If you're familiar with our drivetrain from last season, you'll understand that we focused exclusively on building a powerful, versatile design that brought us great success.

This season, we opted to focus on other parts of the robot, and we simplified the drivetrain slightly.

We're using the Bosch motors, mounted in the provided mounts. Their transmissions are locked in high gear. The output of the provided transmissions pass through a shift-on-the-fly transmission based heavily on the White Paper provided by Dave Lavery and Team 116 for a two motor, shifting transmission.

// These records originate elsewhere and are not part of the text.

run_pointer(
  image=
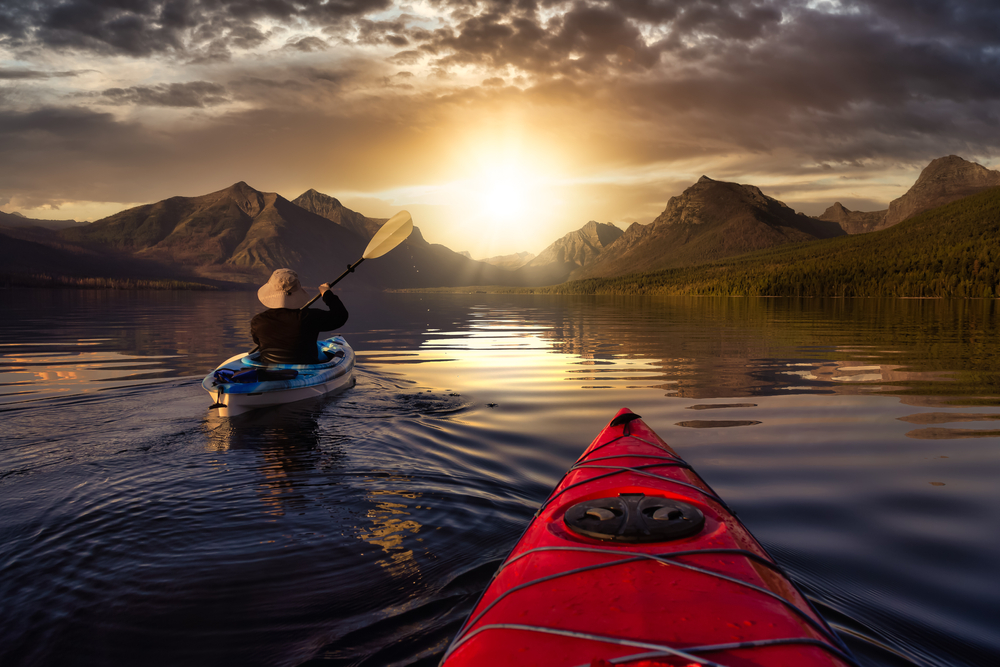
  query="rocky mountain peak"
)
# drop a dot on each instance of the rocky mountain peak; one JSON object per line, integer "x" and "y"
{"x": 944, "y": 180}
{"x": 579, "y": 248}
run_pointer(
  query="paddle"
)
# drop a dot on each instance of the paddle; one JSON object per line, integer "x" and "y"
{"x": 393, "y": 232}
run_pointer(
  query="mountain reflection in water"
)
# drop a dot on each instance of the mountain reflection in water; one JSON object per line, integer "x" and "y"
{"x": 857, "y": 439}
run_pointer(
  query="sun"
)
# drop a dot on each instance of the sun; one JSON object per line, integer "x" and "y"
{"x": 502, "y": 193}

We decided tp use a single motor per side to save weight and because our strategy called for maneuverability over power.

Our top speed, after a 1:3 reduction from the motor's output shaft (1:1 in the transmission, then 1:3 with chain and sprockets) is approximately 8 ft/s. Our low speed, after a 1:9 reduction (1:3 in the transmission and 1:3 with chain and sprockets) is approximately 3 ft/s.

We didn't reverse the drill motors and we have corrected for offset in power with programming. Admittedly, however, we were very surprised to see just how noticeable the difference is.

AllenH
02-25-2003, 03:19 PM
Team 810

I hope to see you guys at one of our regionals and spend some time talkin to you. We are attending the Great Lakes and the midwest (along with nationals). My question for you is...what is the weight of the robot, and will you still be under weight with your numbers and covers and stuff. Thanks.